Dijo que un 67 por ciento de encuestados considerala inseguridad como el problema más grave.
“Sin embargo, como acabo de mencionar, la inseguridad se percibe de manera muy distinta según el contexto porque no es lo mismo para un residente indígena de una zona rural, que enfrenta no solo la grave amenaza de organizaciones criminales, sino también una discriminación histórica, que para los habitantes (quizás menos pobres o con situaciones socioeconómicas diferentes) de zonas semiurbanas o periferias urbanas, quienes se sienten amenazados por actores distintos, ya sean delincuentes organizados o grupos de menor organización”, dijo.
Magaloni consideró que en América Latina, donde la percepción general es que las democracias no están ofreciendo soluciones a estos problemas, donde figuras de «mano dura» ganan gran popularidad.
Pais complejo
Manuel Ortiz, sociólogo, fotógrafo documental y consultor de periodismo audiovisual, Democracy Action Lab, Universidad de Stanford, hizo hincapié en el contexto histórico de violencia y desplazamiento, especialmente durante el gobierno de ÁlvaroUribe (2002-2010), que obligó a muchas personas a abandonar sus tierras.
“Fue una época marcada por mucha violencia y un gran desplazamiento forzado en diversas partes del territorio”, expresó. “Muchas personas tuvieron que abandonar sus zonas, sus hogares y sus tierras para trasladarse a otros lugares, ya fuera dentro de Colombia o migrando a otros países, algunos a Venezuela, aunque ahora están regresando, o bien a Estados Unidos
Ortiz, quien lleva viajando 13 años a Colombia, considera que este periodo es fundamental en el contexto actual de estas elecciones.
Dijo que la violencia persiste en este país, especialmente en el departamento de Cauca que atraviesa graves problemas de violencia.
“Considero que hay dos aspectos clave en estas elecciones: la cuestión del desplazamiento forzado y el despojo territorial ocurrido durante los años de gobierno de Álvaro Uribe”, expresó Ortiz.
Agregó que residentes de las comunidades Nasa y Misak se han visto obligados a abandonar sus comunidades y forzados a enfrentarse entre sí durante años.
“También visitamos Montes de María, situada en la zona caribeña de Colombia”, añadió. “Es una historia distinta, pero guarda similitudes con la anterior porque también se trata de un caso de despojo territorial”.
Agregó que en esa región los trabajadores agrícolas afrocolombianos buscaban recuperar sus tierras, perdidas durante el mandato de Álvaro Uribe.
“Están intentando recuperarlas poco a poco, pero observan que, en estos años recientes bajo el gobierno de Petro, aparecen carteles de propiedad privada en terrenos que, en realidad, pertenecen a los propios trabajadores agrícolas”, expresó.

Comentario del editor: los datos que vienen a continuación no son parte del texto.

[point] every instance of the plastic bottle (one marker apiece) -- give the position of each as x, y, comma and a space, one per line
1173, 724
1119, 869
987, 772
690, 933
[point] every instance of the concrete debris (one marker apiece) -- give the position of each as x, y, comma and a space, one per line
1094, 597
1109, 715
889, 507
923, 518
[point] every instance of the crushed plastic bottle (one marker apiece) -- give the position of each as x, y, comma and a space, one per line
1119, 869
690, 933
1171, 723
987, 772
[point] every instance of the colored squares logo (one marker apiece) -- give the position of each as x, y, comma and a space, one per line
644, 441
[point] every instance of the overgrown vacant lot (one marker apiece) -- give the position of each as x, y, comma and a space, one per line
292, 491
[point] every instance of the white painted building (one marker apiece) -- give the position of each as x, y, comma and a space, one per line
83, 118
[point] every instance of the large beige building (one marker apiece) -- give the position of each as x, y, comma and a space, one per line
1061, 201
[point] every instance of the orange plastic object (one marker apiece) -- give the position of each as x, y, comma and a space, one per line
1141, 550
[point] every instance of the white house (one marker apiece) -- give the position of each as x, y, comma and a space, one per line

Durante la administración de Petro, agregó, han sentido que las han ido recuperando poco a poco a pesar de los muchos problemas que enfrentan, pero han logrado recuperarlas.
“Ahora nos encontramos ante dos propuestas: dos candidatos distintos que ofrecen caminos diferentes para Colombia, en mi opinión, esto no se trata de izquierda o derecha, ya que ambos candidatos han afirmado que el sistema económico que implementarían, de llegar a la presidencia, es el capitalismo”, dijo Ortiz.
¿El nuevo Nayib Bukele?
Alex Sierra, antropólogo del Centro de Estudios Sociojurídicos Latinoamericanos (CESJUL), opinó que De la Espriella pretende implementar la política armada de Nayib Bukele.
“Abelardo busca emular a Bukele con la enorme dificultad del control armado de más de 57 estructuras con capacidad de guerra”, comentó. “Un eventual gobierno de Abelardo del Espriella generaría un espiral dramático de nuevas violencias y de un drama humanitario, sin precedentes para el país”.